Florença, Itália século XVI
Margaretha jogou uma rosa branca sobre o túmulo feito as pressas no cemitério de San Lorenzo, na cidade espanhola de Valladolid onde a corte de seu pai Carlos V estava estabelecida. O funeral solene era mais do que seu marido merecia. Suspeitava que ele ia encontrar com uma viúva, irmã de um primo distante Lorenzino de Médici.
Fora uma armadilha a final. Um sorriso surgiu nos lábios dela e agradeceu por ter um véu negro lhe cobrindo o rosto o que a poupava de choros falsos.
Os Médice encobriram tudo. Enterraram Alexandre no meio da noite e Margaretha, que chegara de Florença pela manhã, nem viu o corpo. Não se importava, não havia o que chorar. O ano de casada não fora o mais feliz de sua vida e de certo sentia-se aliviado.
Algumas de suas damas cochichavam suspeitando ser um golpe e que talvez Alexandre nem estivesse morto. Para Margaretha não importava e sim que agora era viúva.
O sol estava quente naquele dia. Desejava voltar logo ao ducado em Florença. Para a paz de seu castelo e de suas flores.
- Está sentindo-se bem, alteza? – A jovem dama de companhia aproximou-se dela e lhe estendeu um leque.
- Estou um pouco cansada da viagem.
- Talvez queria voltar à corte de seu pai.
- Sim. Acho que não resta mais nada para mim nesse cemitério.
- Todas nós lamentamos muito a perda do duque. Se casaram a tão pouco tempo...
- Eu sei e agradeço todas as condolências.
Ele não teve mais do que mereceu...
Margaretha caminhou para longe da sepultura acompanhada de suas damas.

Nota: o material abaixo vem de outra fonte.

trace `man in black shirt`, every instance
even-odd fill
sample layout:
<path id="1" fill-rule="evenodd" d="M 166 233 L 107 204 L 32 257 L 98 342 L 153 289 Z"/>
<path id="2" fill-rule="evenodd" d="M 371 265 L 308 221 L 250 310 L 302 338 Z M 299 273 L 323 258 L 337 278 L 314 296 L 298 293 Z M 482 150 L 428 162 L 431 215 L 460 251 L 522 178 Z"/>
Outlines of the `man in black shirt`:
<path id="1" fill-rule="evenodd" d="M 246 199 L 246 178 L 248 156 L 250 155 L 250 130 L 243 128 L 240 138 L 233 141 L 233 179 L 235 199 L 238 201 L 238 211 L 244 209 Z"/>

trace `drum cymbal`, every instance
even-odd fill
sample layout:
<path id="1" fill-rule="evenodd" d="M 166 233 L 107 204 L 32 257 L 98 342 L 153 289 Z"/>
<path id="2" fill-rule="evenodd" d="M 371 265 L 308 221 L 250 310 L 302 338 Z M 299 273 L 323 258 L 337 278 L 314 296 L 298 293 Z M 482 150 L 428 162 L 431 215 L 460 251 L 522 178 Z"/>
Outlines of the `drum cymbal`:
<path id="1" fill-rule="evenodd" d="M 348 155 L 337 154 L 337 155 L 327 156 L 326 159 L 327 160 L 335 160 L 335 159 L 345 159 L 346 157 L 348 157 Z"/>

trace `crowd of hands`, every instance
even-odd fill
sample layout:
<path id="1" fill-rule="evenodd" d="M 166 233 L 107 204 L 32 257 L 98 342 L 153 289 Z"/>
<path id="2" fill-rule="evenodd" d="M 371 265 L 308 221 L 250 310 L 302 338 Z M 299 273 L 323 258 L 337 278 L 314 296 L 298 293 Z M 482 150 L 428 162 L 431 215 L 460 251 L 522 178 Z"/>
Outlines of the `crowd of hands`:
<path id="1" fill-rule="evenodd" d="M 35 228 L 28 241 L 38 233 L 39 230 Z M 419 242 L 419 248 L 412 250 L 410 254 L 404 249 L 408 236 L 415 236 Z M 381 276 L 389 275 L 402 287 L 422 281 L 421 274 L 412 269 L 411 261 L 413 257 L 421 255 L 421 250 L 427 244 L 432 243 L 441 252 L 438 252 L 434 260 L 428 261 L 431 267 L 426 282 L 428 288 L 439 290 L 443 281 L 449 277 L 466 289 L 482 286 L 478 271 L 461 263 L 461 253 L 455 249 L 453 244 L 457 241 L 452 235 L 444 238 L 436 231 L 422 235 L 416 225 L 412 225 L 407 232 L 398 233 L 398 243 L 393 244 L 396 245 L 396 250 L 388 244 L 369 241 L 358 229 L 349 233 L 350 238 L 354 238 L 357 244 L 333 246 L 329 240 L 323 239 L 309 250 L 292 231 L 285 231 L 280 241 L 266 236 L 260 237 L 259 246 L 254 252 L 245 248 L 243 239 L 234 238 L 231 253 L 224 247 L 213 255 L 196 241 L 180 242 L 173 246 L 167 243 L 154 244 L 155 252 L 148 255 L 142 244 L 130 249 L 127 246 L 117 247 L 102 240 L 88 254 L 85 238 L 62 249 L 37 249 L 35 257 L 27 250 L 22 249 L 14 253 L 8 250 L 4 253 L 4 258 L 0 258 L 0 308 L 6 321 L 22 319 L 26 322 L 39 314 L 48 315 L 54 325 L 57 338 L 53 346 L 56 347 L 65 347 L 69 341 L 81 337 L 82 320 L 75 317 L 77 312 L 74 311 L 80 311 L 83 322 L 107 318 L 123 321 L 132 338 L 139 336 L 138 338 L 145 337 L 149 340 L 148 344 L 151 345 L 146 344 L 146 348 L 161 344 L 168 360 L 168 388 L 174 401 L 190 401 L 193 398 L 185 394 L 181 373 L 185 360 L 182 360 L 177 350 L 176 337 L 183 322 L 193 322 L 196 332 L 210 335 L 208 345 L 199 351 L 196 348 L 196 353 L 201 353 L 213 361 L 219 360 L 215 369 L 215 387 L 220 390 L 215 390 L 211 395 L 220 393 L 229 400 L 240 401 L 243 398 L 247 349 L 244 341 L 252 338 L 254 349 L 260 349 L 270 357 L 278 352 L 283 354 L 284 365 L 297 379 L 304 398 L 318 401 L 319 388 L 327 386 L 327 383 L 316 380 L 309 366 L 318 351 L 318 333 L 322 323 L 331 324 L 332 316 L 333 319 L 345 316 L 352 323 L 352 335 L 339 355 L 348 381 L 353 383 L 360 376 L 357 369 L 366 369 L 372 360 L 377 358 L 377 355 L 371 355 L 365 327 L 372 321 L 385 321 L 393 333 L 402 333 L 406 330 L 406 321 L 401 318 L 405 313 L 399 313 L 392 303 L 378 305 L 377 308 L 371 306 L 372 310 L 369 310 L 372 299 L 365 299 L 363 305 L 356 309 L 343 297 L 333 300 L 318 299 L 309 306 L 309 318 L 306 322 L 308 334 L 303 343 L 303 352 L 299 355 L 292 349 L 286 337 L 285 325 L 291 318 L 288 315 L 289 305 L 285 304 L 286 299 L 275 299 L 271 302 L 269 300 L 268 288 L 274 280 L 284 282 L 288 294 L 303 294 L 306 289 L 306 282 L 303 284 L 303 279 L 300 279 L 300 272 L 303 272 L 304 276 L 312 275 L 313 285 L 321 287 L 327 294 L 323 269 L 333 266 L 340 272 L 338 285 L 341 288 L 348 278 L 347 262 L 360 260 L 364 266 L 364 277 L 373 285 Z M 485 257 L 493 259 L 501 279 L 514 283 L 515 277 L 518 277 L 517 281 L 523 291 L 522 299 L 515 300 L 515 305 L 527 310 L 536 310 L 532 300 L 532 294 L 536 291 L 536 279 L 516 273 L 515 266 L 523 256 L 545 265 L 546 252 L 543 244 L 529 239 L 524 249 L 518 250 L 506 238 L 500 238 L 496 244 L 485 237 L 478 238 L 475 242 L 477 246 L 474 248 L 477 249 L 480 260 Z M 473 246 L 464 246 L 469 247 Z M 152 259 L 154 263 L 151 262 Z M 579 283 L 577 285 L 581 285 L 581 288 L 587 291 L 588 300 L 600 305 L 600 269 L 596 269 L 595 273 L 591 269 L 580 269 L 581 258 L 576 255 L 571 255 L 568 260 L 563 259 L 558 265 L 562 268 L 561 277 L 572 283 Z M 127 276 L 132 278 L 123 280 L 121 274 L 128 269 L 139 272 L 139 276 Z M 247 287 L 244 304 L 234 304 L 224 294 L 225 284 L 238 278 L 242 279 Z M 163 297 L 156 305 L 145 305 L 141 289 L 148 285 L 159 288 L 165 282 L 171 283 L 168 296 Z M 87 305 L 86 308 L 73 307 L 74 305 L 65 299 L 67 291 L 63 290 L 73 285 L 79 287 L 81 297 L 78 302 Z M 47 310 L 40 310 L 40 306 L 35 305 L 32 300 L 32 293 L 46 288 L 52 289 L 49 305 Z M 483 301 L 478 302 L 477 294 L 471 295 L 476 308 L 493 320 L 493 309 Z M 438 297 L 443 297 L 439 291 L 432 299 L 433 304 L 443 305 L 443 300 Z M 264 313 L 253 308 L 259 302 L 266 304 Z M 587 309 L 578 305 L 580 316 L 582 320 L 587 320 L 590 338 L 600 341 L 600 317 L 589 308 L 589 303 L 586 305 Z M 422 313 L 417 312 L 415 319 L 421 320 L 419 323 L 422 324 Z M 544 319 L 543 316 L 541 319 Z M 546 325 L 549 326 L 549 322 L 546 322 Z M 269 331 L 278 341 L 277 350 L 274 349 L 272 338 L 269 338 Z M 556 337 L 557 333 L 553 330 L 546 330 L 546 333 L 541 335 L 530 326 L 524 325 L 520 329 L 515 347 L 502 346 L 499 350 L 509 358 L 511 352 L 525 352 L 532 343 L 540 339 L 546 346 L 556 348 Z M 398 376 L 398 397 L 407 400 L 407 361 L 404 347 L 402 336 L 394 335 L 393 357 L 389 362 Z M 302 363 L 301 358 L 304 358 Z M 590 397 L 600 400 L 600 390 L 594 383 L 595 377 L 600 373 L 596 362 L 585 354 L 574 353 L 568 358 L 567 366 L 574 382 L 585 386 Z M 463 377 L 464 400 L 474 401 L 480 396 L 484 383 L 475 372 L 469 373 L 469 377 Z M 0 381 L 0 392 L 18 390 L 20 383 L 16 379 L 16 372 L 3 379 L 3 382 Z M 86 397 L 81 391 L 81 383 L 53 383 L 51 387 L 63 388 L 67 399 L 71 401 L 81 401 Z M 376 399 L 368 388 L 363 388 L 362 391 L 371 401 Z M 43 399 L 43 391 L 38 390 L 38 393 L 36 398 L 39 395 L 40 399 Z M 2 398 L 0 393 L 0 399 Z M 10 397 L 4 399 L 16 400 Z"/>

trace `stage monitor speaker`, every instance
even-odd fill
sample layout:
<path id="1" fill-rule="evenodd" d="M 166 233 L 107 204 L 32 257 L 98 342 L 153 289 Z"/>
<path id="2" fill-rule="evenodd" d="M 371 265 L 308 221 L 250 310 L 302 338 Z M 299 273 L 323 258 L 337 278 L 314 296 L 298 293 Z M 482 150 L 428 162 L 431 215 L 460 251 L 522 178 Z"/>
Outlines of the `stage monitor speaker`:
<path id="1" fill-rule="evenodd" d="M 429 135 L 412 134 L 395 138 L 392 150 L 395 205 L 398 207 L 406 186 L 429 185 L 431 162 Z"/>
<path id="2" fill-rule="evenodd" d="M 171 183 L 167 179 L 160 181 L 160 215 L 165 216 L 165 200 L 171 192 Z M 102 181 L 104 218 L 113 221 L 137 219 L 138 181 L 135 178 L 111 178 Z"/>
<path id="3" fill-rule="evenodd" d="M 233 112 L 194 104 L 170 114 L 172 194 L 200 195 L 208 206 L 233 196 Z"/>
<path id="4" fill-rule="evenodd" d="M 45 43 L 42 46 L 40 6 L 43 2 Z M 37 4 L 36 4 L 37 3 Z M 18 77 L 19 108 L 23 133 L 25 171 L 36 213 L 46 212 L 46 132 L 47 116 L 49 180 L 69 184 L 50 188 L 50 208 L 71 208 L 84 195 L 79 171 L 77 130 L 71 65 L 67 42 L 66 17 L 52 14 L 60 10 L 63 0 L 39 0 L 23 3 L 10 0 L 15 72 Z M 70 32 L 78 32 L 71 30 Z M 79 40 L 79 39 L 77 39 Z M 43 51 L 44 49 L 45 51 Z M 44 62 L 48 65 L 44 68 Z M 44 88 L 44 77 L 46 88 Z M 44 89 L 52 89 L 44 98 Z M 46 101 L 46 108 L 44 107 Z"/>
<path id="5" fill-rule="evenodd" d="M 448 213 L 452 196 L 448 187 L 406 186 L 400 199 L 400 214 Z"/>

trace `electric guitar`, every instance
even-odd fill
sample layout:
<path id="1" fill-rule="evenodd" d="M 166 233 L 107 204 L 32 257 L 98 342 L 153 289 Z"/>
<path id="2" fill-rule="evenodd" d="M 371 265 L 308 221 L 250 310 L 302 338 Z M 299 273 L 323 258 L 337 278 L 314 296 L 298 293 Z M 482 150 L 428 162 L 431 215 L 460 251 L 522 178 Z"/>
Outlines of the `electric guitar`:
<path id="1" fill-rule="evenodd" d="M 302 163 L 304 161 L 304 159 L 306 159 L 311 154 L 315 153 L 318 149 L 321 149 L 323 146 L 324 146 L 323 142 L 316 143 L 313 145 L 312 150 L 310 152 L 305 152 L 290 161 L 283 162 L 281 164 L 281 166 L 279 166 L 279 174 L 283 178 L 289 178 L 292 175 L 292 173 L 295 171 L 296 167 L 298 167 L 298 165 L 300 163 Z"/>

- Meu cocheiro espera por mim.
- Sim, milady. Sua majestade providenciou-lhe outro, uma vez que aquele que lhe trouxe de Florença está muito cansado.
Margaretha caminhou até além dos cemitério sem olhar para trás. O sol quente a fazia suar dentro do pesado vestido negro. Não via a hora de sair da frente de todos e poder livrar-se daquele circo.
Apoiado na carruagem estava um jovem cavalariço. Com cabelos castanhos na altura dos ombros, seus profundos olhos verdes estavam perdidos encarando o horizonte além dos túmulos. A aproximação da duquesa fez com que ele se virasse para encará-la. Sob o véu negro, não conseguia ver o rosto da mulher, ouvira boatos sobre a beleza herdada da mãe flamenca e nem teve o privilégio de contemplar.
- Alteza? – Ele abriu a porta da carruagem e ofereceu a mão para ajudá-la a subir.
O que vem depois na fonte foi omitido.